Greater comorbidity was associated with greater functional impairment, consistent with findings for other psychiatric disorders.17–19
This association was found primarily for the phenomenology study, which may in part reflect the treatment studies’ exclusion of inpatients, suicidal patients, and patients with a current substance use disorder; substance use disorders are associated with unemployment35
and suicide attempts.36
This study has several limitations. It did not include a control group, making it unclear how specific the findings are to BDD. All participants were assessed by the second author, without use of a consensus process to determine diagnoses. The inclusion of pharmacotherapy study participants may have introduced unknown biases that may have affected comorbidity; indeed, our finding that rates of bipolar disorder and substance related disorders were lower in the treatment sample, while expected, illustrates such a bias. Furthermore, recent findings indicate that depressed patients eligible for treatment trials represent only a subset of individuals with that disorder.37
Such findings encourage caution when generalizing results from treatment studies to clinical settings. In addition, subjects in the present study were obtained from a setting that specializes in BDD, and it is unclear how generalizable the results are to nonspecialty settings.

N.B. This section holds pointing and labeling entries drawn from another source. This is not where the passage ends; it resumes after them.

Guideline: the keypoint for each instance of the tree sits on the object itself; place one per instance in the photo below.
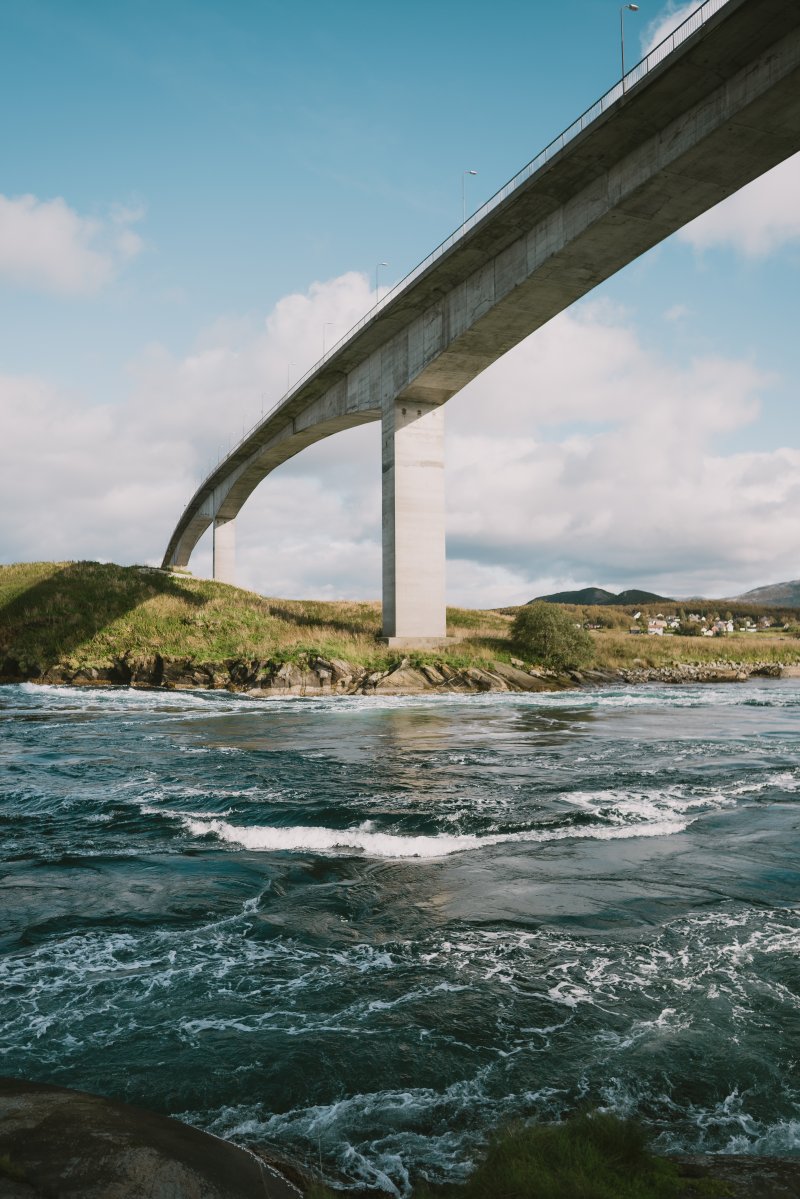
(549, 637)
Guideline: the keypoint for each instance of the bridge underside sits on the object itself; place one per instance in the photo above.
(714, 115)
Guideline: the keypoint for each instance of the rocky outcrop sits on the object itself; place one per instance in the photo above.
(705, 672)
(71, 1145)
(310, 675)
(313, 675)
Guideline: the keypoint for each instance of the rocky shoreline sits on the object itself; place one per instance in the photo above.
(314, 675)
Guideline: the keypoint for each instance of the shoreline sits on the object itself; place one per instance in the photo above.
(89, 1145)
(317, 676)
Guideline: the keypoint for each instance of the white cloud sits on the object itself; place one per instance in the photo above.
(756, 221)
(582, 457)
(665, 23)
(47, 246)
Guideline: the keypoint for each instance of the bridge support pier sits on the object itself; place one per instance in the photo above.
(414, 523)
(224, 550)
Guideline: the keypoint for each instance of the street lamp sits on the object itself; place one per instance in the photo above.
(463, 194)
(626, 7)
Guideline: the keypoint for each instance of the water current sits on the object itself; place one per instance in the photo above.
(365, 931)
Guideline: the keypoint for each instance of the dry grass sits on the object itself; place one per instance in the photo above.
(88, 614)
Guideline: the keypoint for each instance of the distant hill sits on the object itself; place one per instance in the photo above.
(776, 595)
(600, 596)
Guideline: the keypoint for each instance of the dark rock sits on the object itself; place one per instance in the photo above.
(518, 680)
(744, 1176)
(65, 1144)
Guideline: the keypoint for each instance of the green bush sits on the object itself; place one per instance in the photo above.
(595, 1156)
(551, 638)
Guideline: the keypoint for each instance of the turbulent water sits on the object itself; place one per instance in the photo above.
(364, 931)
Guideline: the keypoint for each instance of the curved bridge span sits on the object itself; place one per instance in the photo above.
(707, 112)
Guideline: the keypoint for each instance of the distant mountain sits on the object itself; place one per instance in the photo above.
(600, 596)
(776, 595)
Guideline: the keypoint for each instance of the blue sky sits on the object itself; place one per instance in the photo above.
(196, 194)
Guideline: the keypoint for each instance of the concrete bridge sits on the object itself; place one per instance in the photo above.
(707, 112)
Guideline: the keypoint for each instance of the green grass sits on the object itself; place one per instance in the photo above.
(86, 614)
(588, 1157)
(89, 614)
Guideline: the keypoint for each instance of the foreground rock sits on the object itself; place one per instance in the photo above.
(741, 1176)
(61, 1144)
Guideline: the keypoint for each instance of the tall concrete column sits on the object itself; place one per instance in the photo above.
(224, 550)
(414, 523)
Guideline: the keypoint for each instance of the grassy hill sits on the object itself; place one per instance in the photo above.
(91, 613)
(776, 595)
(94, 616)
(599, 596)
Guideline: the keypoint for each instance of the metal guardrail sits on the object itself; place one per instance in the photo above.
(657, 54)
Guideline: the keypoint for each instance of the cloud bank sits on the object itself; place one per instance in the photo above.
(47, 246)
(581, 457)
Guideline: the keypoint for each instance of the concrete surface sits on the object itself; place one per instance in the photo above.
(716, 113)
(224, 549)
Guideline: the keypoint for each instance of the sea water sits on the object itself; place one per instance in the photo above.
(366, 931)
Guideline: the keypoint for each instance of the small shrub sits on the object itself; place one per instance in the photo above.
(549, 637)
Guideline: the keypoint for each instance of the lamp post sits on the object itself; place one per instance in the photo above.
(463, 194)
(626, 7)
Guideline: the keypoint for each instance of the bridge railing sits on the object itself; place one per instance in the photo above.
(695, 20)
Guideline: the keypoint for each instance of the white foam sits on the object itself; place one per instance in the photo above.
(319, 839)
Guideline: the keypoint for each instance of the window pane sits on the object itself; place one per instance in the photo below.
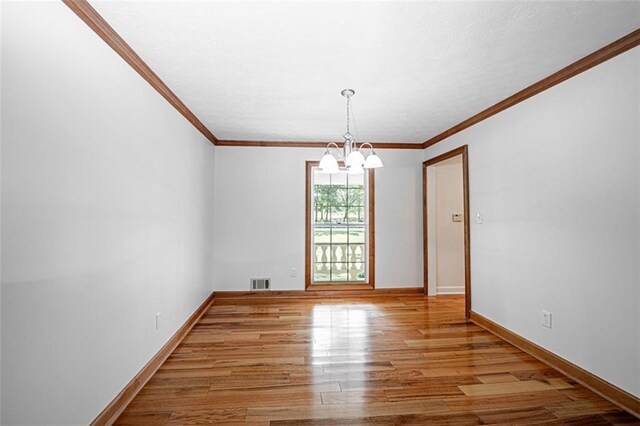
(339, 215)
(355, 214)
(339, 272)
(356, 271)
(339, 179)
(340, 194)
(322, 235)
(338, 252)
(356, 234)
(322, 272)
(356, 196)
(356, 252)
(339, 235)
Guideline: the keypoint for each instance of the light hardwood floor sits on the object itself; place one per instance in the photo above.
(379, 360)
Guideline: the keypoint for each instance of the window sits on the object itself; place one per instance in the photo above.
(339, 227)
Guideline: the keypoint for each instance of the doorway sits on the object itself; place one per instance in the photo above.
(445, 190)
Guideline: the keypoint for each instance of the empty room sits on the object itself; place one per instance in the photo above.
(319, 212)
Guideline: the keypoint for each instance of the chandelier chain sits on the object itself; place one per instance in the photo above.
(348, 108)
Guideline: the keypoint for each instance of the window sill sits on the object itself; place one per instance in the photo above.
(342, 286)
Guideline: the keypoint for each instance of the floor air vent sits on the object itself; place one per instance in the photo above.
(260, 283)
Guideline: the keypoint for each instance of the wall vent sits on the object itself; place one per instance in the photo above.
(260, 284)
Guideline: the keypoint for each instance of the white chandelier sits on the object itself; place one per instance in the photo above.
(351, 154)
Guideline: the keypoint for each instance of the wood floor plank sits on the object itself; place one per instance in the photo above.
(378, 361)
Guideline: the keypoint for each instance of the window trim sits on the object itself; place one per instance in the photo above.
(371, 233)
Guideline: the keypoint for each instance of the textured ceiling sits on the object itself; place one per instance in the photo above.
(274, 70)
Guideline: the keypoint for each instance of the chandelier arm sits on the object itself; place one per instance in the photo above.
(362, 145)
(337, 149)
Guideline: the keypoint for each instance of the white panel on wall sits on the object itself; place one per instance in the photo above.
(107, 206)
(557, 180)
(260, 208)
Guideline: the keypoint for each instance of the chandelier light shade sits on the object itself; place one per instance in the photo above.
(352, 155)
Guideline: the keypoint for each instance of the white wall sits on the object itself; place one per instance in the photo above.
(449, 235)
(106, 218)
(557, 179)
(260, 223)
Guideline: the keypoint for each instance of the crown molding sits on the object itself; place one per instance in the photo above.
(92, 18)
(612, 50)
(301, 144)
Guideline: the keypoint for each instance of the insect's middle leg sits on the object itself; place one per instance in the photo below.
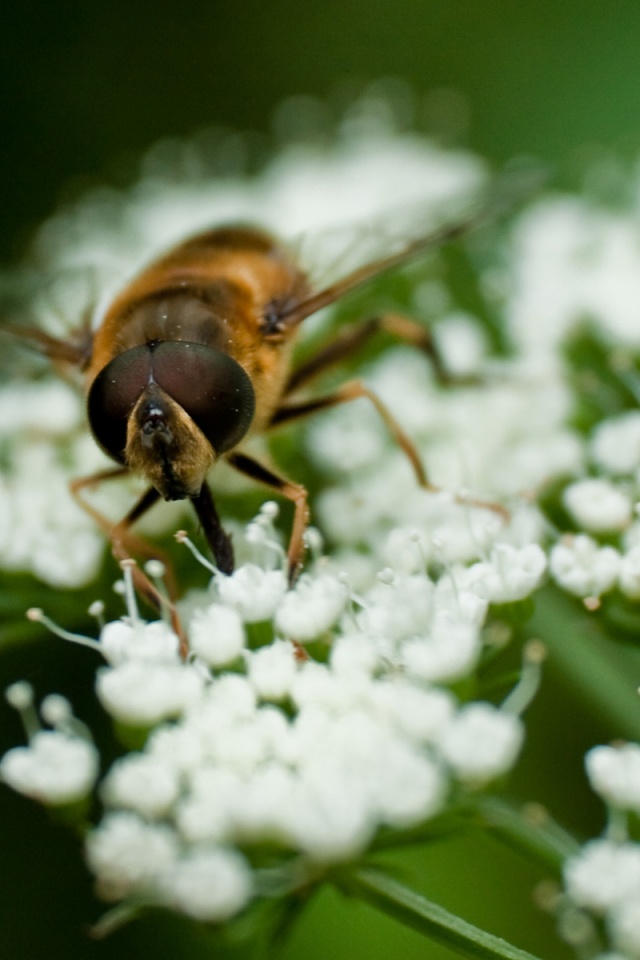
(346, 343)
(352, 391)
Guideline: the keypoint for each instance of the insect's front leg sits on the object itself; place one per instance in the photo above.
(124, 543)
(292, 491)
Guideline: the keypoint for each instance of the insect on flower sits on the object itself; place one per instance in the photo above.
(195, 354)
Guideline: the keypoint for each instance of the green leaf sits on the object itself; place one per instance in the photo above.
(429, 918)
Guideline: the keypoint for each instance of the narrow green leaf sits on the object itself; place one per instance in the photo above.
(429, 918)
(600, 672)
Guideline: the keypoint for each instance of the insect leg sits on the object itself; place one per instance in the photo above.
(292, 491)
(218, 540)
(352, 391)
(74, 350)
(124, 543)
(346, 343)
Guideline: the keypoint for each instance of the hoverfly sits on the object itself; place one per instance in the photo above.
(195, 354)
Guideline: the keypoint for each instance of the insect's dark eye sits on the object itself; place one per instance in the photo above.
(209, 385)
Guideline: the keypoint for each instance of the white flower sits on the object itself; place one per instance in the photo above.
(55, 768)
(614, 774)
(208, 884)
(624, 925)
(449, 650)
(272, 669)
(145, 642)
(511, 573)
(128, 855)
(142, 694)
(146, 784)
(216, 634)
(603, 874)
(580, 566)
(312, 607)
(615, 444)
(597, 505)
(481, 743)
(629, 573)
(255, 593)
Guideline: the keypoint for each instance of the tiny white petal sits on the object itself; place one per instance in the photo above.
(147, 642)
(481, 743)
(128, 856)
(209, 884)
(272, 669)
(312, 607)
(55, 768)
(580, 566)
(216, 634)
(624, 925)
(143, 783)
(603, 874)
(142, 694)
(598, 505)
(614, 773)
(254, 592)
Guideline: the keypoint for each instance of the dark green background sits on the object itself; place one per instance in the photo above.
(84, 88)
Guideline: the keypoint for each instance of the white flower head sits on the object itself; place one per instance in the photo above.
(629, 573)
(580, 566)
(216, 634)
(122, 641)
(149, 785)
(597, 505)
(614, 774)
(208, 884)
(312, 607)
(624, 926)
(142, 694)
(603, 875)
(510, 574)
(55, 768)
(255, 593)
(128, 855)
(272, 669)
(481, 742)
(615, 444)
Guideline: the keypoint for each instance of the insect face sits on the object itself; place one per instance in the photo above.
(169, 409)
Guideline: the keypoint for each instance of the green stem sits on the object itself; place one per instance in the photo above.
(530, 831)
(601, 673)
(429, 918)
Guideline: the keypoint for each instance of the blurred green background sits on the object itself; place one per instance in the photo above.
(85, 87)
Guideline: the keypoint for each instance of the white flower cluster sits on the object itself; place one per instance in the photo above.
(334, 723)
(603, 879)
(604, 506)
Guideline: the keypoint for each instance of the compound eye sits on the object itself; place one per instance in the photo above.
(113, 395)
(210, 386)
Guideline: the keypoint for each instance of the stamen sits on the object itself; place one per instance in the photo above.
(56, 711)
(36, 615)
(156, 571)
(97, 610)
(525, 690)
(182, 537)
(129, 592)
(20, 696)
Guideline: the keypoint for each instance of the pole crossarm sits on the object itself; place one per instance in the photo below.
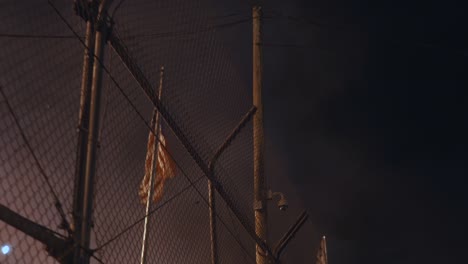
(232, 136)
(283, 242)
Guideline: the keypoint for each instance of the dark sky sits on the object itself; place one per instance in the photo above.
(368, 106)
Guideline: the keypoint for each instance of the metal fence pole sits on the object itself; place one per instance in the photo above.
(100, 41)
(259, 177)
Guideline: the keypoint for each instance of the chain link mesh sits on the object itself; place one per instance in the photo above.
(205, 91)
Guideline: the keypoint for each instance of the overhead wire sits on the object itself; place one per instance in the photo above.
(58, 205)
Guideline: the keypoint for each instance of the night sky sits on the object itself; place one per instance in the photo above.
(367, 102)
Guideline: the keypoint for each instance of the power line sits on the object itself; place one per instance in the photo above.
(57, 203)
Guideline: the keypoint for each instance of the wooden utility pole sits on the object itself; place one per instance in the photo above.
(85, 192)
(83, 126)
(154, 164)
(258, 140)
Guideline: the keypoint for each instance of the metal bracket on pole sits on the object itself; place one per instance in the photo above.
(211, 189)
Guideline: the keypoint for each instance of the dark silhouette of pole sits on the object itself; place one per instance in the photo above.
(83, 124)
(260, 206)
(157, 130)
(95, 99)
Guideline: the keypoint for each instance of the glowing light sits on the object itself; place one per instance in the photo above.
(6, 249)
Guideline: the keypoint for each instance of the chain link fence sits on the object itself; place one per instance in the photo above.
(205, 91)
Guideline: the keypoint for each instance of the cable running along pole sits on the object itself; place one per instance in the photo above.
(155, 124)
(258, 140)
(101, 34)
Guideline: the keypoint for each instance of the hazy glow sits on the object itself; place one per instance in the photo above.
(6, 249)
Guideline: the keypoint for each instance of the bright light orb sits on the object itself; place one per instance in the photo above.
(6, 249)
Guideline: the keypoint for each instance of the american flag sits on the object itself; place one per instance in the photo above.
(165, 167)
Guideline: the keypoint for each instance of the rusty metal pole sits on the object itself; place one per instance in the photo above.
(90, 170)
(83, 126)
(260, 205)
(154, 164)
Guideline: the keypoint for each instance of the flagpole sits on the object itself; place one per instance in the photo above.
(157, 131)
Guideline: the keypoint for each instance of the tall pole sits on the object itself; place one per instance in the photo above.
(90, 169)
(83, 126)
(153, 169)
(213, 229)
(258, 140)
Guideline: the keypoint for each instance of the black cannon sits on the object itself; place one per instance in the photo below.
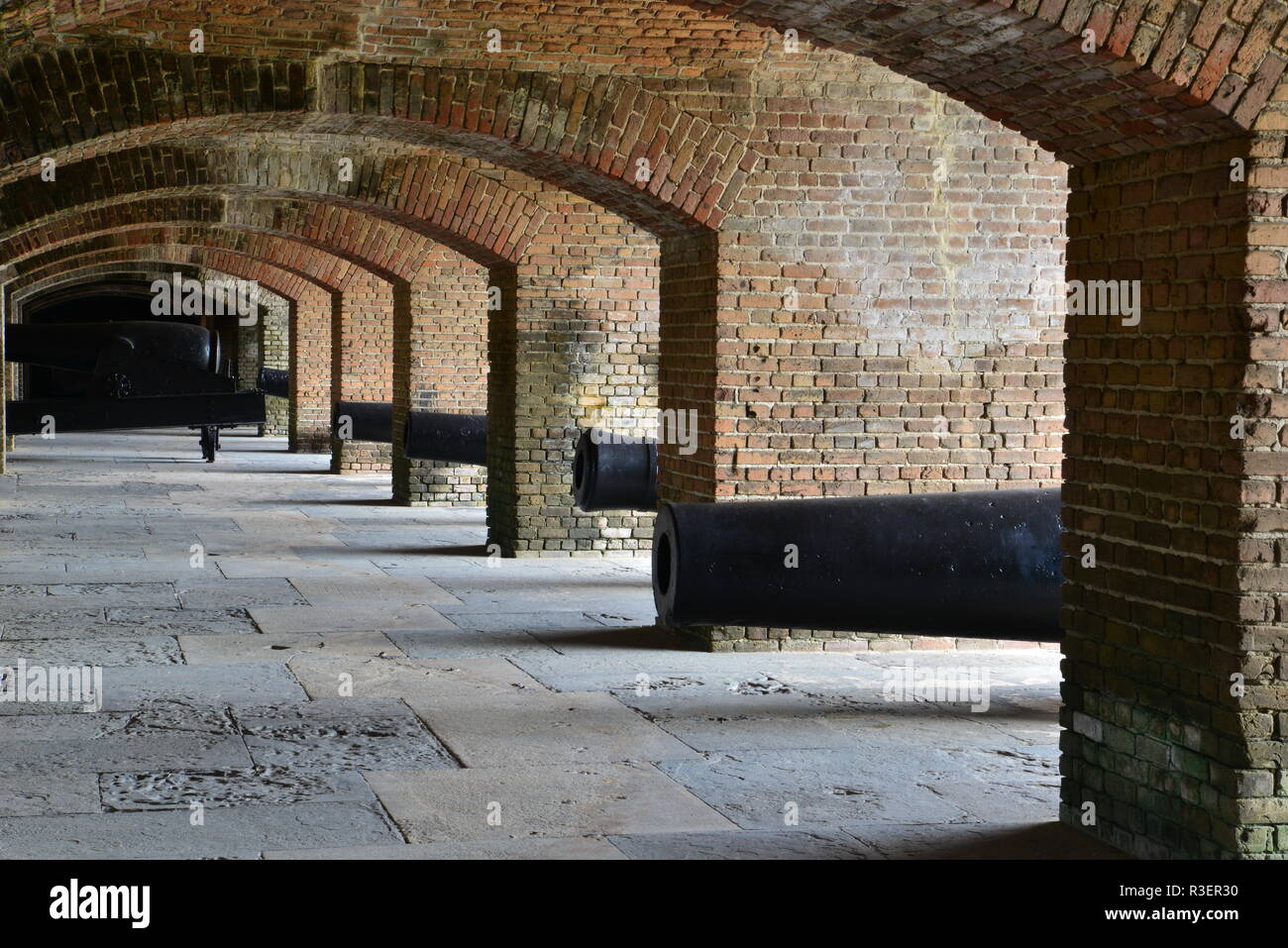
(364, 421)
(123, 359)
(426, 437)
(977, 565)
(274, 381)
(433, 436)
(136, 375)
(610, 473)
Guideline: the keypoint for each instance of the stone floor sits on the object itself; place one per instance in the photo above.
(294, 668)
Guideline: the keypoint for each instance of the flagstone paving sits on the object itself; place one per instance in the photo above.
(295, 668)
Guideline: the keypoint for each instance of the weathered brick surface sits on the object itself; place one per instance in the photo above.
(441, 365)
(851, 279)
(362, 353)
(273, 331)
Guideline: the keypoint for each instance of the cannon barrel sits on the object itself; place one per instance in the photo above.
(368, 420)
(609, 475)
(975, 565)
(430, 436)
(81, 347)
(274, 381)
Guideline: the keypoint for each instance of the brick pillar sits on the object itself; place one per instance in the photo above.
(576, 322)
(362, 355)
(273, 334)
(309, 351)
(1176, 685)
(248, 359)
(439, 365)
(5, 378)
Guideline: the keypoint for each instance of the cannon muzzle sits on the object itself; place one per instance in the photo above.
(364, 421)
(610, 473)
(274, 381)
(977, 565)
(80, 347)
(441, 437)
(125, 359)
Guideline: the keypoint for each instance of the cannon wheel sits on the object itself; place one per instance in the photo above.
(209, 443)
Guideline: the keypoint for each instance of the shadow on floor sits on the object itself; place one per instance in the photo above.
(975, 841)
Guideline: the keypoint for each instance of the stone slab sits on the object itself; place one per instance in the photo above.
(557, 801)
(235, 649)
(529, 727)
(213, 685)
(570, 848)
(168, 833)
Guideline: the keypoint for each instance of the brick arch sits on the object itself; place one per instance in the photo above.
(579, 133)
(476, 215)
(326, 241)
(312, 305)
(85, 274)
(1162, 75)
(282, 282)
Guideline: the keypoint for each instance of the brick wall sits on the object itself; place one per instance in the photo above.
(362, 364)
(849, 277)
(441, 365)
(274, 352)
(576, 334)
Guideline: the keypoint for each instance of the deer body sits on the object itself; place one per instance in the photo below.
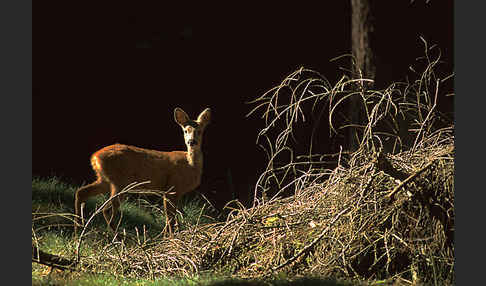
(118, 165)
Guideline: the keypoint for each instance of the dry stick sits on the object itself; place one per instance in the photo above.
(51, 260)
(321, 235)
(390, 195)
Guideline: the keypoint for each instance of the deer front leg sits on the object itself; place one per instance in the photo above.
(170, 208)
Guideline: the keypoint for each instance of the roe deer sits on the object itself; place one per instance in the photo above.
(116, 166)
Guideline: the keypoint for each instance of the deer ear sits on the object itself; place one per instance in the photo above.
(205, 116)
(180, 116)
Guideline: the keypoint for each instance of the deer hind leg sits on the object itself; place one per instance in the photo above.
(83, 194)
(111, 209)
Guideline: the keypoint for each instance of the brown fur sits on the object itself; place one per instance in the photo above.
(118, 165)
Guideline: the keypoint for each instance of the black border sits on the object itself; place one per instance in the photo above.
(16, 134)
(469, 108)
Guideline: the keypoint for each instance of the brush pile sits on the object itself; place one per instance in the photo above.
(383, 211)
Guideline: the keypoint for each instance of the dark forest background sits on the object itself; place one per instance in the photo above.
(109, 73)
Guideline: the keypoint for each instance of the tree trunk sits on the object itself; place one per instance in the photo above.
(362, 65)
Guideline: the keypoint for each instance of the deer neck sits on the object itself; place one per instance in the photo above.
(195, 157)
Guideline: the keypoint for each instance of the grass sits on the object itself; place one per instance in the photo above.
(52, 200)
(382, 214)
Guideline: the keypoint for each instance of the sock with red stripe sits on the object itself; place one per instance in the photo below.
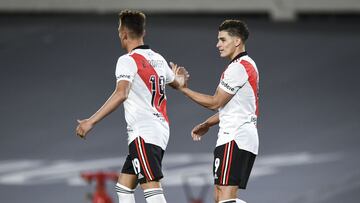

Additional research is needed to identify possible differences between individuals in different settings.
Despite these limitations, our results, in the largest series of BDD patients to date, converge with previous findings in suggesting that axis I comorbidity is common in patients with BDD. Clinicians need to be mindful of the possible clinical impact of comorbid conditions—for example, their association with greater morbidity and the need to consider comorbidity in treatment planning.38,39
Because little is known about comorbidity in BDD, including implications for course of illness, prognosis, and treatment response, additional research is needed in a variety of settings to increase understanding of this important aspect of illness.